Bryan wasn’t at school the next day. And when Clark texted him during his lunch period, to check in, Bryan’s side of the conversation was clipped and dismissive. So after school Clark set off toward the downtown Body Reserve gym, where he knew Bryan had been working out.
“Thought I might find you here,” Clark said as he walked into the mostly empty gym. His friend was stacking forty-five-pound plates onto the ends of a barbell, and it looked like he had a black eye. “Whoa, what happened to you?”
Bryan brushed the question aside. “It’s nothing.”
Now that Clark was closer, he saw how nasty the bruising was around Bryan’s half-closed left eye. “What are you talking about, Bryan? Who did that to you?”
Bryan paused to look at Clark. “It’s no big deal. I fell when me and Corey were wrestling around. What are you doing here, anyway?”

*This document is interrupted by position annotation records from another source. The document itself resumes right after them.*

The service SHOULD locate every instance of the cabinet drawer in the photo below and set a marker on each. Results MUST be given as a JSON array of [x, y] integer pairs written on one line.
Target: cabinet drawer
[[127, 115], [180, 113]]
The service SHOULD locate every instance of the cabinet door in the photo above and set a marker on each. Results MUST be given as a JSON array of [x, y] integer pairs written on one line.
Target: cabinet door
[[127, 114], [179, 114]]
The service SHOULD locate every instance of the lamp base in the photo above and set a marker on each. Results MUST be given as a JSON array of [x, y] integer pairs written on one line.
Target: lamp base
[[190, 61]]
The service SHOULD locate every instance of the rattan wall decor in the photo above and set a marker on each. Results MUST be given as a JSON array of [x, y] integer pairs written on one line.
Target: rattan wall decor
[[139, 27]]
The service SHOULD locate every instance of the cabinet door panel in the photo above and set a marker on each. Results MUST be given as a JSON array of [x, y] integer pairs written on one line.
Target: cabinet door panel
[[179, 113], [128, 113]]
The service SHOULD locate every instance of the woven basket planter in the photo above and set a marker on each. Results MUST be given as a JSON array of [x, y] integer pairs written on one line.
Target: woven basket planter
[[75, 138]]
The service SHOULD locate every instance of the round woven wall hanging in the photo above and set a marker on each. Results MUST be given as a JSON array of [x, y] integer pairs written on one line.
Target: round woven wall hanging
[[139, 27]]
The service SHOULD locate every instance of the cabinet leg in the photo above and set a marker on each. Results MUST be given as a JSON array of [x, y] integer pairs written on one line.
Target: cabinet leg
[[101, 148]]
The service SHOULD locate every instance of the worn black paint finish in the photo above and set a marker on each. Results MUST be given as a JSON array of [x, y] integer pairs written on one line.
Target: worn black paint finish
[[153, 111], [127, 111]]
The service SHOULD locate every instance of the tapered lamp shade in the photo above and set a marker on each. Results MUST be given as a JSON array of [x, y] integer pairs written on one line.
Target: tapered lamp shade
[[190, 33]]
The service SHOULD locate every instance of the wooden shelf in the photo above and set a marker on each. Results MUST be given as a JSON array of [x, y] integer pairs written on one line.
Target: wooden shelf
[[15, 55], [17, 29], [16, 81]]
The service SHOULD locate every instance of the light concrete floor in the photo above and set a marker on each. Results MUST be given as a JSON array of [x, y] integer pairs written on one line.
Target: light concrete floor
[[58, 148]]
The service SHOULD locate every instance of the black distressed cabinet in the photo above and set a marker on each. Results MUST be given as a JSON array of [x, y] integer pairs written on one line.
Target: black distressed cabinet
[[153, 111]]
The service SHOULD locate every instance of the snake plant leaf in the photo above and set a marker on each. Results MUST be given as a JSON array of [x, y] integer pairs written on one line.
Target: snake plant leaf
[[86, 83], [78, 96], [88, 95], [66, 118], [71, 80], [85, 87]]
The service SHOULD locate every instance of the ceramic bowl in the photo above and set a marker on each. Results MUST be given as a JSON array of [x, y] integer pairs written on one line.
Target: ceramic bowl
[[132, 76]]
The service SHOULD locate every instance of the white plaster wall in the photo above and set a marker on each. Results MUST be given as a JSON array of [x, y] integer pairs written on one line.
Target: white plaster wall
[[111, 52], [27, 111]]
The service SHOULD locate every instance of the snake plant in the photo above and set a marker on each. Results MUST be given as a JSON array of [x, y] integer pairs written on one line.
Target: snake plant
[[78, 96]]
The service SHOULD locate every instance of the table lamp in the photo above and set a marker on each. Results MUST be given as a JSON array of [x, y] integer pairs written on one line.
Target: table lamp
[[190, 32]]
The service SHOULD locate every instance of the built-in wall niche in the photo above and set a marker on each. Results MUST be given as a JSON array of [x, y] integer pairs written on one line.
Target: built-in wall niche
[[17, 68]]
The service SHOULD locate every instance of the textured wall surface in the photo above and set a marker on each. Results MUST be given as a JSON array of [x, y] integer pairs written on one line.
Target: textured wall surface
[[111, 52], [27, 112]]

Clark watched Bryan lie on the bench and line his hands up on the bar. In addition to the black eye, he had a brace on his ankle. As Bryan did his set, Clark thought back to his cryptic comments right before Lana had picked them up outside the Wesco research lab. He’d sensed it at the time, that something had broken inside his friend’s psyche, but seeing Bryan now…It was even worse than he’d thought.
Complicating things even more, Bryan was tossing around a tremendous amount of weight like it was nothing. He had only been on his workout kick for a short time. How was this possible?
“Listen,” Clark said, after Bryan had set the bar back on the rack, “maybe you don’t want to talk about your eye right now, but we have to talk about what happened at the lab. This is important for all of Smallville.”
Bryan sat up and stared at the plaque-covered wall in front of him. “Going out there was a mistake,” he said, wiping his brow with his gym towel. He sighed. “Listen, I don’t mean to sound rude, but…I’m kind of busy. Can we do this another time?”